Und das obwohl an diesem Produkt im Jahr 2021 so einiges falsch ist. Etwa der fehlende Bezug zu den potentiellen Käufer:innen des Produkts. Oder der paradoxe Umweltschutzgedanke. Menstruationsprodukte sollen nicht im WC entsorgt werden. Stattdessen aber in Einwegplastik verpackt. Klingt komisch. Macht aber Sinn. Green Washing nennt sich diese Taktik. Sie wird in diesem Produkt mehr oder weniger gekonnt auch noch mit Feminist Washing verknüpft. Es suggeriert dabei Frauxn und Personen mit Menstruation einen Tabubruch, der keiner ist.
Worum es wirklich geht
Ein Shitstorm gegen die Handschuhproduzenten bleibt, Social Media sei Dank, nicht aus. Das Problem dabei – mit dem Hashtag #pinkygloves bekommt das Produkt gleichzeitig große mediale Reichweite. Auch Befürworter:innen melden sich zu Wort und sprechen sich, wenn schon nicht für die Sinnhaftigkeit des Produkts, dann zumindest für das Recht auf freie Marktwirtschaft aus. Tatsächlich geht es aber nicht darum, ob das Produkt gekauft oder nicht gekauft wird.
Wirklich problematisch ist, und das zeigen letztlich auch die pinken Plastikhandschuhe bei allem Versuch des Feminist Washings, dass Menstruation auch heute, im Jahr 2021, immer noch zu den größten Tabus in unseren Gesellschaften gehört. Daran geknüpfte Vorstellungen und Bewertungen waren und sind untrennbar mit dem Patriarchat verbunden. Ein weißer, cis männlicher Blick bestimmt seit jeher wie wir Menstruation wahrnehmen, egal ob wir selbst menstruieren, oder nicht. Blut außerhalb des Körpers ist immer zugleich faszinieren und abschreckend, es verdeutlicht uns unsere Endlichkeit und ist gleichzeitig ein untrüglicher Beweis für Lebendigkeit. Für Menstruationsblut müsste das umso mehr gelten. Tut es aber nicht.

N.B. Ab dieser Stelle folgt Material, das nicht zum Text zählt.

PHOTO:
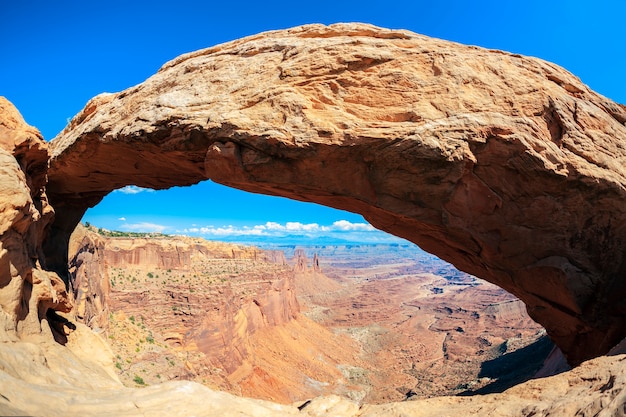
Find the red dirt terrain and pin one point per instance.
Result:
(424, 328)
(373, 323)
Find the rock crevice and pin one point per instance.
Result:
(506, 166)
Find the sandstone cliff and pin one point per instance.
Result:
(506, 166)
(29, 295)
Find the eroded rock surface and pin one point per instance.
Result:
(506, 166)
(29, 295)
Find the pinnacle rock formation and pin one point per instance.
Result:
(506, 166)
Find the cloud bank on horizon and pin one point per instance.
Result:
(274, 232)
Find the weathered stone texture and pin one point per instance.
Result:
(506, 166)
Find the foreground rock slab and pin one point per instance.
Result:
(595, 388)
(506, 166)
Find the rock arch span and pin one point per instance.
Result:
(506, 166)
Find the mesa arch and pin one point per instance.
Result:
(506, 166)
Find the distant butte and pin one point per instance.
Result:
(506, 166)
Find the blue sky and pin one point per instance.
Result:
(57, 55)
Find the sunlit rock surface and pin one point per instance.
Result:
(506, 166)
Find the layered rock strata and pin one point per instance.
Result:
(508, 167)
(30, 296)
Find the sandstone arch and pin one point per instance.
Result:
(506, 166)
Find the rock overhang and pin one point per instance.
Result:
(506, 166)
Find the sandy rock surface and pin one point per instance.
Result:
(506, 166)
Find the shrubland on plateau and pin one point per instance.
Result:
(506, 166)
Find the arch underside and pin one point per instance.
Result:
(507, 167)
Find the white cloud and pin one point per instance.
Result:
(341, 230)
(133, 189)
(144, 227)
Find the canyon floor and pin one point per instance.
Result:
(372, 323)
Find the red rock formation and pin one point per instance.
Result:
(215, 316)
(29, 295)
(506, 166)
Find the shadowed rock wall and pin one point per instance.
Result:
(506, 166)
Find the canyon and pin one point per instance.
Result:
(506, 166)
(384, 328)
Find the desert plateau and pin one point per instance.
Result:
(506, 168)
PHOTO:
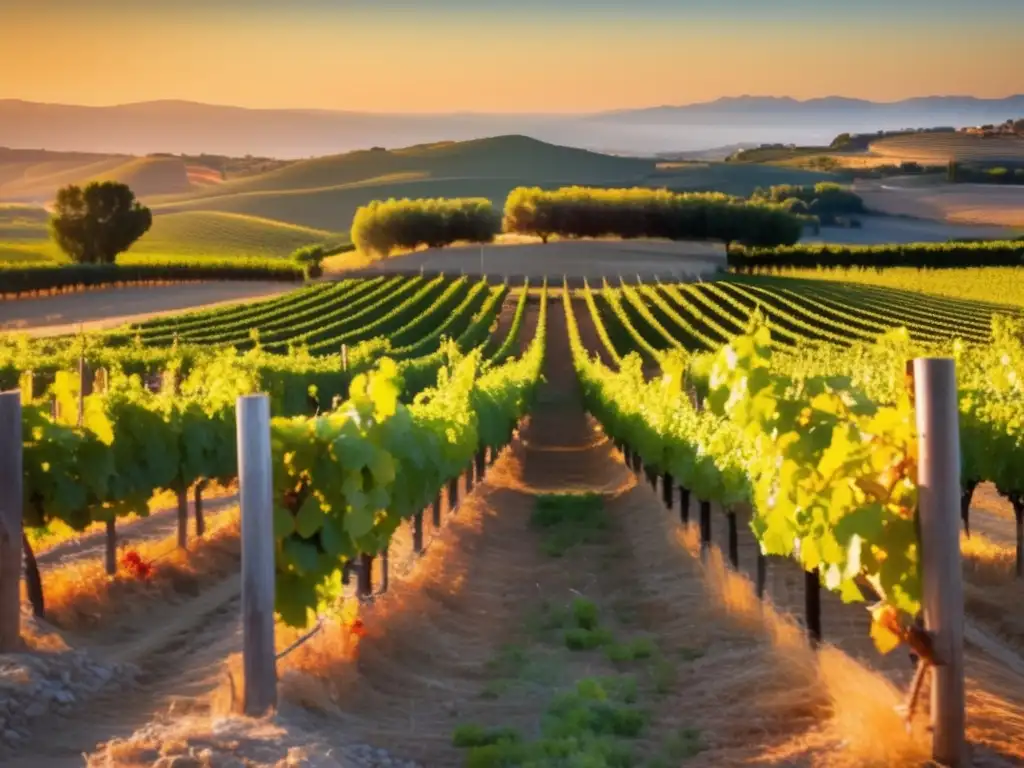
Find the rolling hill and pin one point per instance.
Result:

Menstruationsblut ist etwas Schändliches, mit Scham und Ekel gleichermaßen behaftet. Diese Vorstellungen gehen zurück bis weit in die Antike, noch weit vor unserer Zeitrechnung. Unter allen Flüssigkeiten des menschlichen Körpers nimmt das Menstruationsblut, wie nur wenige andere, eine Sonderstellung ein. Es ist ein Zeichen dafür, dass der menstruierende Körper neues Leben entstehen lassen könnte. Gleichzeitig ist es ein Makel, der untrennbar mit jenen Körpern verbunden ist, die über einen Uterus (aus dem das Menstruationsblut kommt) verfügen und zumeist als weiblich gelesen werden. Menstruationsblut soll daher, wenn es nach der patriarchal geprägten Mehrheitsgesellschaft geht, unter allen Umständen im Verborgenen bleiben. Menstruation soll nicht besprochen werden, Produkte zur Menstruationshygiene sollen unsichtbar bleiben, egal ob im Austausch unter menstruierenden Menschen, in ihrer Verwendung oder in ihrer Entsorgung. Das Blut, das von Körpern mit Uterus produziert wird, soll am besten gar nicht erst in Erscheinung treten. Überhaupt, besonders DIESE Körper sollen gemanaged, kontrolliert und möglichst marginalisiert werden. Weil sie nicht der Norm entsprechen, denn diese ist cis, männlich und weiß.
Warum pink?
Seit dem 19. Jahrhundert werden die Farben pink und blau verwendet um Gender zu markieren. Adelige Kinder wurden entsprechend eingekleidet, neue Techniken hatten das Herstellen von und Färben mit Pastellfarben ermöglicht, die man nun gern zur Schau trug. Pink wurde zur Farbe von Kindern und Personen, die als weiblich gelesen wurden. Mehr denn je findet die Farbe Pink heute ihre Anwendung in der Vermarktung von Produkten, die sich an Frauen und auch an Personen mit Uterus wenden. Die pinken Plastikhandschuhe stehen also in einer langen Tradition. Die Assoziation von menstruierenden, vornehmlich aber weiblichen, Körpern mit der Farbe pink allerdings verdeutlicht zusätzlich ihre patriarchale Geringschätzung. Körper von Frauxn werden damit in den Bereich der Verniedlichung gerückt und nicht als gleichwertige Körper respektiert.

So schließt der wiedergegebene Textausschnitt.